Analyzing Netflow Data with xGT

Download the jupyter notebook for an interactive experience.

This sample script loads raw NetFlow data in an xGT graph structure and queries for a graph pattern.

The dataset used is from the CTU-13 open source project: https://mcfp.weebly.com/the-ctu-13-dataset-a-labeled-dataset-with-botnet-normal-and-background-traffic.html

Raw data example:

StartTime   SrcAddr       DstAddr      State    sTos    dTos    TotPkts     TotBytes 
2011/08/16  147.32.86.58  77.75.73.9   SR_A     0.0     0.0     3           182
2011/08/16  147.32.3.51   147.32.84.46 S_RA     0.0     0.0     4           124

Using this dataset, we will create a graph in xGT representing network data flow between IP addresses. Each row of the input file can define a directed edge from a source IP address, identified by the SrcAddr field, to a target IP address, identified by the DstAddr field. Other fields may represent properties on an edge. For example, the first line represents a netflow edge from IP 147.32.86.58 to IP 77.75.73.9 in which 182 bytes were sent across three packets.

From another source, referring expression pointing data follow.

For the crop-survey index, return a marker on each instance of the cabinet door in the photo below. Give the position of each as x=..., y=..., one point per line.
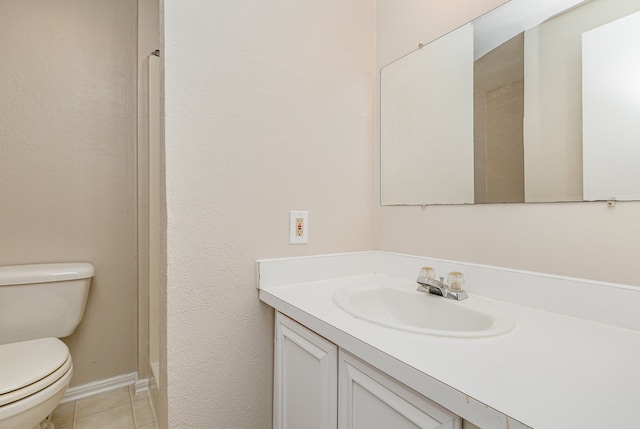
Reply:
x=370, y=399
x=305, y=378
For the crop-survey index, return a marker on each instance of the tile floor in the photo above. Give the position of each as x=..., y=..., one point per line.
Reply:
x=116, y=409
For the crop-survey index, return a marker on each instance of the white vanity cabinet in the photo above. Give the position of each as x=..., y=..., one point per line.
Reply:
x=305, y=383
x=318, y=386
x=369, y=398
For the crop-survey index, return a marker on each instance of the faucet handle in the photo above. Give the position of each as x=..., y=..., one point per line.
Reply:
x=427, y=273
x=455, y=280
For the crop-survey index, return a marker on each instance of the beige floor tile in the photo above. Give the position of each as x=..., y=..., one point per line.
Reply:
x=63, y=413
x=142, y=412
x=139, y=396
x=95, y=404
x=115, y=418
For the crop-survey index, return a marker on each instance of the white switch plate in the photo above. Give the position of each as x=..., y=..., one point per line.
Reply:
x=298, y=227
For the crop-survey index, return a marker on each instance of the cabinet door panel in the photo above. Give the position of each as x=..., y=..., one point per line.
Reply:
x=305, y=378
x=370, y=399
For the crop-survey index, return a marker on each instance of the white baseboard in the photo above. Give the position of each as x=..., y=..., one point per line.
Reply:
x=101, y=386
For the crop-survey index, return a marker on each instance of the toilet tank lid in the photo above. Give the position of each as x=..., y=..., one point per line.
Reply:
x=43, y=273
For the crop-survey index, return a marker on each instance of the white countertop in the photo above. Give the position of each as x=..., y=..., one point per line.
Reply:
x=550, y=371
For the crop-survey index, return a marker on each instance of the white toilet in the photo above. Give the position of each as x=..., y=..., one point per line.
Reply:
x=38, y=304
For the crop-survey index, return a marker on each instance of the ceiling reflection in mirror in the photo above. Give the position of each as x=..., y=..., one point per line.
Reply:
x=536, y=101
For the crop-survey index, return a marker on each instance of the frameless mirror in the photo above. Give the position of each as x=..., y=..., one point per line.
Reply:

The xGT graph structure needs a list of vertices and a list of edges to create a graph. In the graph created here, vertices represent unique IP addresses. While a separate input file describing the vertices can be used, in this case the vertices will be extracted from the SrcAddr and DstAddr fields of the edge file. The IP list is cleaned by removing duplicates and records that are not recognized IP addresses. IP addresses can also be enriched by adding information about the geographical location. To improve performance, each vertex will be identified by a unique integer key instead of by the IP address. The IP address will be accessible as a property of the vertex.

The edge list will also require some cleaning. The date format of the input row StartTime needs to be modified to match the xGT data type DateTime and the IP addresses of the SrcAddr and DstAddr fields need to be replaced with the corresponding key intergers for those vertices.

Next, the kind of vertices and edges that the xGT graph will store are defined. The graph will have one vertex type, representing IP addresses, and one edge type, representing data flow between IP addresses.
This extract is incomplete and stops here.